Avec A-Ronne, réalisé en mai 1974 pour la Radio Hollandaise à Hilversum, je reviens sur un problème qui est ancien et vaste comme le langage, et qui est d’ailleurs le problème et le thème fondamental de toute la musique vocale: l’articulation vocale - au sens plus large du terme - est signification.
A-Ronne n’est pas une composition musicale au sens strict - même si les procédés qui souvent en organisent le développement sont musicaux (emploi des inflexions et des intonations, développement des allitérations et des transitions entre son et bruit, emploi occasionnel de mélodies, de polyphonies et de éthérophonies élémentaires). Le sens musical de A-Ronne est primordial: c’est-à-dire commun à toutes les expériences, du langage parlé quotidien au théâtre, où les changements d’expression impliquent et documentent des changements de signification.
C’est pourquoi je préfère définir cette œuvre comme un documentaire sur un poème d’Edoardo Sanguineti, comme on dit documentaire sur une peinture ou sur un pays exotique. Conçu à l’origine comme pièce radiophonique, A-Ronne peut suggérer quelques liens avec les madrigaux représentatifs, à savoir avec le théâtre des oreilles (de l’esprit, on l'appelerait aujourd’hui) de la fin du XVIe siècle.
Le poème de Sanguineti, qui est soumis à diverses lectures au cours de l'œuvre, n’est pas traité comme un texte à mettre en musique, mais plutôt comme un texte à analyser et comme le générateur de situations vocales et de différents caractères expressifs.
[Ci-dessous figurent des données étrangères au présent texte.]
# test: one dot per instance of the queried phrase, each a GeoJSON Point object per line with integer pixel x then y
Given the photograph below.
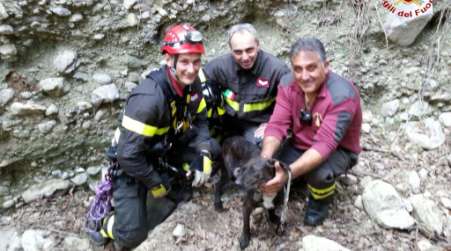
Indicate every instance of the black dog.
{"type": "Point", "coordinates": [242, 163]}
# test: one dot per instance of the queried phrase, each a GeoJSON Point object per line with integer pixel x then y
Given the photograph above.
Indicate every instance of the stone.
{"type": "Point", "coordinates": [135, 63]}
{"type": "Point", "coordinates": [6, 29]}
{"type": "Point", "coordinates": [65, 61]}
{"type": "Point", "coordinates": [76, 244]}
{"type": "Point", "coordinates": [52, 109]}
{"type": "Point", "coordinates": [407, 181]}
{"type": "Point", "coordinates": [445, 119]}
{"type": "Point", "coordinates": [44, 189]}
{"type": "Point", "coordinates": [3, 13]}
{"type": "Point", "coordinates": [132, 20]}
{"type": "Point", "coordinates": [83, 106]}
{"type": "Point", "coordinates": [390, 108]}
{"type": "Point", "coordinates": [419, 109]}
{"type": "Point", "coordinates": [316, 243]}
{"type": "Point", "coordinates": [9, 239]}
{"type": "Point", "coordinates": [348, 179]}
{"type": "Point", "coordinates": [37, 240]}
{"type": "Point", "coordinates": [429, 217]}
{"type": "Point", "coordinates": [52, 86]}
{"type": "Point", "coordinates": [80, 179]}
{"type": "Point", "coordinates": [75, 18]}
{"type": "Point", "coordinates": [414, 181]}
{"type": "Point", "coordinates": [26, 94]}
{"type": "Point", "coordinates": [358, 202]}
{"type": "Point", "coordinates": [128, 4]}
{"type": "Point", "coordinates": [446, 202]}
{"type": "Point", "coordinates": [8, 51]}
{"type": "Point", "coordinates": [424, 245]}
{"type": "Point", "coordinates": [130, 86]}
{"type": "Point", "coordinates": [29, 108]}
{"type": "Point", "coordinates": [423, 173]}
{"type": "Point", "coordinates": [179, 231]}
{"type": "Point", "coordinates": [366, 128]}
{"type": "Point", "coordinates": [105, 94]}
{"type": "Point", "coordinates": [429, 137]}
{"type": "Point", "coordinates": [60, 11]}
{"type": "Point", "coordinates": [385, 206]}
{"type": "Point", "coordinates": [98, 36]}
{"type": "Point", "coordinates": [404, 30]}
{"type": "Point", "coordinates": [5, 96]}
{"type": "Point", "coordinates": [102, 78]}
{"type": "Point", "coordinates": [46, 126]}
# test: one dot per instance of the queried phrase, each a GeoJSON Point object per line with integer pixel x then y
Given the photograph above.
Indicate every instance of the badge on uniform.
{"type": "Point", "coordinates": [194, 97]}
{"type": "Point", "coordinates": [229, 94]}
{"type": "Point", "coordinates": [318, 119]}
{"type": "Point", "coordinates": [263, 83]}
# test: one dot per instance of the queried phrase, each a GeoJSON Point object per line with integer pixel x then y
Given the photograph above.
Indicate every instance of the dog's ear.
{"type": "Point", "coordinates": [237, 172]}
{"type": "Point", "coordinates": [271, 162]}
{"type": "Point", "coordinates": [283, 165]}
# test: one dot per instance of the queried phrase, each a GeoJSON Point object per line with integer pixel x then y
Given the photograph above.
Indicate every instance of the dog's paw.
{"type": "Point", "coordinates": [273, 217]}
{"type": "Point", "coordinates": [244, 241]}
{"type": "Point", "coordinates": [280, 230]}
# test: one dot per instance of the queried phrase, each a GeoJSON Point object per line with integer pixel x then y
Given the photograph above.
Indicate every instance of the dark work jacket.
{"type": "Point", "coordinates": [248, 95]}
{"type": "Point", "coordinates": [147, 131]}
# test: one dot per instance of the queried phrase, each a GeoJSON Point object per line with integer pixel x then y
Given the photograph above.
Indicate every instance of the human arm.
{"type": "Point", "coordinates": [142, 130]}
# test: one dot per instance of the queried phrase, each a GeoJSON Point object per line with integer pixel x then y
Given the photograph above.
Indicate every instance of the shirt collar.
{"type": "Point", "coordinates": [255, 68]}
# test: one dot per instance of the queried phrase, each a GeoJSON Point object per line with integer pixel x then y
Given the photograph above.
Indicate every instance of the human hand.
{"type": "Point", "coordinates": [202, 170]}
{"type": "Point", "coordinates": [275, 184]}
{"type": "Point", "coordinates": [260, 132]}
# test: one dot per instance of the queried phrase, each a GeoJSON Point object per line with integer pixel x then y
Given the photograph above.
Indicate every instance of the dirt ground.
{"type": "Point", "coordinates": [207, 229]}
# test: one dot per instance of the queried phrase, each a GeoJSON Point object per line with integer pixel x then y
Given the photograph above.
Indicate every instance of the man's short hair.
{"type": "Point", "coordinates": [308, 44]}
{"type": "Point", "coordinates": [240, 28]}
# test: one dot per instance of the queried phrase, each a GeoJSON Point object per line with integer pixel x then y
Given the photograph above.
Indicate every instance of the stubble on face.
{"type": "Point", "coordinates": [244, 48]}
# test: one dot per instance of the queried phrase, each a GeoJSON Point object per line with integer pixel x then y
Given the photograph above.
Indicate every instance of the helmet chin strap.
{"type": "Point", "coordinates": [173, 68]}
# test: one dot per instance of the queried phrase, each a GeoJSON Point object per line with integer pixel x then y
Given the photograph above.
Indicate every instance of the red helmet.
{"type": "Point", "coordinates": [182, 38]}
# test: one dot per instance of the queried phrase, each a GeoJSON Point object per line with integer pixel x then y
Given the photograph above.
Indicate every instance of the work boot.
{"type": "Point", "coordinates": [97, 239]}
{"type": "Point", "coordinates": [317, 211]}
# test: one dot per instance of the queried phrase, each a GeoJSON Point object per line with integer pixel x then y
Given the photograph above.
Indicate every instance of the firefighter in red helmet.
{"type": "Point", "coordinates": [164, 140]}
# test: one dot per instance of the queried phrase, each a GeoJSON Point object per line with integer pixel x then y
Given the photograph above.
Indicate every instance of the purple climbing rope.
{"type": "Point", "coordinates": [101, 205]}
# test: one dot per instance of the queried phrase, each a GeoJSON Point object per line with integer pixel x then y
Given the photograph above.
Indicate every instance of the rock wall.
{"type": "Point", "coordinates": [67, 66]}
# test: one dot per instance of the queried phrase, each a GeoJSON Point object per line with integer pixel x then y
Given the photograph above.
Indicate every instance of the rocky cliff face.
{"type": "Point", "coordinates": [66, 67]}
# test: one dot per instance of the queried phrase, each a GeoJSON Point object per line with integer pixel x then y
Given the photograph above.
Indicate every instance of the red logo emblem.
{"type": "Point", "coordinates": [261, 82]}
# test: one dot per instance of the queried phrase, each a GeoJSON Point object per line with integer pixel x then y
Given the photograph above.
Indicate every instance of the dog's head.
{"type": "Point", "coordinates": [254, 173]}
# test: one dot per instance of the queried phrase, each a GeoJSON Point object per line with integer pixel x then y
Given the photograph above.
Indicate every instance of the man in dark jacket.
{"type": "Point", "coordinates": [244, 85]}
{"type": "Point", "coordinates": [323, 112]}
{"type": "Point", "coordinates": [163, 137]}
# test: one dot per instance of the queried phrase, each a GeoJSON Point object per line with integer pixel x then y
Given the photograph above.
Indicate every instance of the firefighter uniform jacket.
{"type": "Point", "coordinates": [154, 117]}
{"type": "Point", "coordinates": [248, 95]}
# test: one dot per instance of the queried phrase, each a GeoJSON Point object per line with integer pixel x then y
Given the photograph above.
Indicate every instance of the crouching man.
{"type": "Point", "coordinates": [163, 137]}
{"type": "Point", "coordinates": [323, 112]}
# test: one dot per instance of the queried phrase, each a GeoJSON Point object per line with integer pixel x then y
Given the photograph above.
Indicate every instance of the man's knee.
{"type": "Point", "coordinates": [321, 177]}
Répété une vingtaine de fois et presque toujours d’une manière circulaire, le poème est divisé en trois courtes strophes: le thème de la première strophe est le Début, le thème de la seconde le Milieu, et celui de la troisième est la Fin. Le texte est rigoureusement construit sur des citations en plusieurs langues qui vont du début de l’Évangile selon saint Jean (en latin, grec et allemand: traduction de Luther et modifications apportées par Gœthe dans son Faust) à un vers de T. S. Eliot; d’un vers de Dante aux premiers mots du Manifeste communiste, d’un passage tiré d’un essai de Barthes sur Bataille aux trois abréviations (Ette, Conne, Ronne, dans leur désignation florentine) avec lesquelles, dans les anciens dictionnaires italiens, se terminait l’alphabet après le Z: d’où le dicton «dalla A al Ronne» qui est aujourd’hui remplacé par «dalla A alla Zeta».
Le sens musical de A-Ronne réside dans le rapport établi entre un texte écrit et une grammaire du comportement vocal, entre un poème toujours fidèle à ses propres termes et une articulation vocale qui en modifie constamment le sens et les aspects référentiels. Il en résulte que les deux dimensions (celle du texte écrit et celle du comportement vocal) interagissent d’une façon toujours différente, suscitant des significations toujours nouvelles. C’est tout à fait ce qui se passe dans la musique vocale et dans le langage quotidien, où le rapport entre les deux dimensions (grammaticale et acoustique) est responsable des infinies possibilités du discours et du chant humain.